My black wing tips splashed through puddles of water. I kept running, keeping my body low, cutting back and forth from row to row. Flames rose from the undergrowth, and black smoke hung over the field, choking me. I tried taking shallow breaths, the heat crushing my chest. As I ran, I put my arms up to ward off the leaves, their jagged edges stinging the heels of my hands. I missed one, and it swatted me just under the eye, drawing blood. I pulled off my suit coat and wrapped it around my right arm, using it as a shield.

The first shot was a firecracker in the distance.

Unlike the movies, I didn’t hear the bullet whistling by my ear, just a muffled blam from behind me. Second shot, same thing. I ducked out of one row and was suddenly left in an open field. I turned to go back into the forest of cane, but Florio was there, chugging after me.

Across the open field was a mud levee rising perhaps ten feet above the ground. The irrigation system. Everglades water would be running through the canal, draining the Big Cypress. I made a run for it.

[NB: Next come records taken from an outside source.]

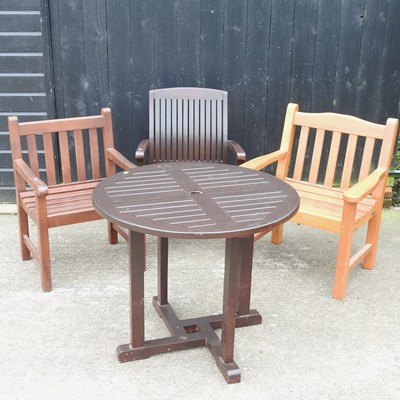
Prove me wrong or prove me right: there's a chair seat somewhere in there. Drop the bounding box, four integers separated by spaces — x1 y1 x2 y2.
285 178 377 232
20 179 101 228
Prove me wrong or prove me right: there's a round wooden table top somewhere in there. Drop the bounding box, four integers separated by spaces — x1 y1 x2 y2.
93 162 299 239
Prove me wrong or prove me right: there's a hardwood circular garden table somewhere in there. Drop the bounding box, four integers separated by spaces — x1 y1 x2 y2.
93 162 299 383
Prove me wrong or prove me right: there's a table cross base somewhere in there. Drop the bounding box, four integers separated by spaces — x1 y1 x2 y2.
117 296 262 383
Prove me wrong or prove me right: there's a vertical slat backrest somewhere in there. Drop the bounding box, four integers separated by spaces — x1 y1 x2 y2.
292 111 386 190
149 88 228 163
10 108 115 185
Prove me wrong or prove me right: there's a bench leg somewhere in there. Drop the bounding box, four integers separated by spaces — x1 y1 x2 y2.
37 199 52 292
362 209 382 269
332 203 357 300
18 206 32 261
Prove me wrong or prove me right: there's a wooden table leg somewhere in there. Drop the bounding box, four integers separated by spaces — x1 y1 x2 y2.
237 235 254 315
129 231 146 347
157 237 168 305
218 238 241 383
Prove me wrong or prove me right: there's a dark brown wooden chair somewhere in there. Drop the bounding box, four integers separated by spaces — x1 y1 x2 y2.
242 104 399 300
136 87 246 165
8 108 135 292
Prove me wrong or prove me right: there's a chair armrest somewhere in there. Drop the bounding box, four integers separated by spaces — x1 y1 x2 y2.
343 168 386 203
241 150 289 170
135 139 150 165
226 140 246 165
14 158 49 197
107 148 136 171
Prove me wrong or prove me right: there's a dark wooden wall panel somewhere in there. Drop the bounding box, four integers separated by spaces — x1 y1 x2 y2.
242 0 271 154
290 0 319 111
264 0 294 151
0 0 400 200
222 0 247 147
333 0 365 114
356 0 388 121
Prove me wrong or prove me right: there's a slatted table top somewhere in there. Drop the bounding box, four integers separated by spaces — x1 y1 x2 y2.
93 162 299 239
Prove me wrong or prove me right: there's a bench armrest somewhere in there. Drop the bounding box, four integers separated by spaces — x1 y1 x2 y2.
107 148 136 171
343 168 386 203
241 150 289 170
135 139 150 165
14 158 49 197
226 140 246 165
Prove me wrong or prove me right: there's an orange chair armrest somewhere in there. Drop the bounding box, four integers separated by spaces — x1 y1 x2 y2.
135 139 150 165
226 140 246 165
14 158 49 197
343 168 386 203
241 150 289 170
107 148 136 171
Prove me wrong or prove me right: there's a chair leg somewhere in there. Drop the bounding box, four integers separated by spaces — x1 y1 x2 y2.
108 222 118 244
18 207 32 261
362 210 382 269
38 219 52 292
332 203 357 300
271 224 283 244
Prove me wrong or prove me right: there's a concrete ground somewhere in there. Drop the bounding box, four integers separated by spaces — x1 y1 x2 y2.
0 209 400 400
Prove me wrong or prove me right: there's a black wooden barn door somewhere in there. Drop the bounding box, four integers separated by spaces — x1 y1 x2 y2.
0 0 54 203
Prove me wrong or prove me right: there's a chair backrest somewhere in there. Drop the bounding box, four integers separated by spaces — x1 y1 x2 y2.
149 87 228 163
277 104 398 190
8 108 115 186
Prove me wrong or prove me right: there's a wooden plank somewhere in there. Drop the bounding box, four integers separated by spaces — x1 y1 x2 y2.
53 0 87 117
200 0 225 89
0 32 43 52
333 0 365 115
106 0 132 157
0 93 46 113
378 0 400 123
290 0 318 111
0 14 40 32
131 0 155 152
154 0 200 87
312 0 342 112
82 0 110 115
0 73 45 93
356 0 388 122
0 111 47 131
0 0 40 11
0 53 44 73
222 1 247 150
244 0 271 159
265 1 294 152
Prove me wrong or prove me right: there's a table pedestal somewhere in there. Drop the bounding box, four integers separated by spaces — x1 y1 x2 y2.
117 231 261 383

The sound of the next shot didn’t reach me until I spun and collapsed headfirst into the muck. It felt like someone had smacked me in the back. I rolled over and touched the front of my left shoulder. Wet with blood. A clean shot through the deltoid. What Charlie Riggs would call a through-and-through if he was examining a corpse in the red-brick building on Bob Hope Road.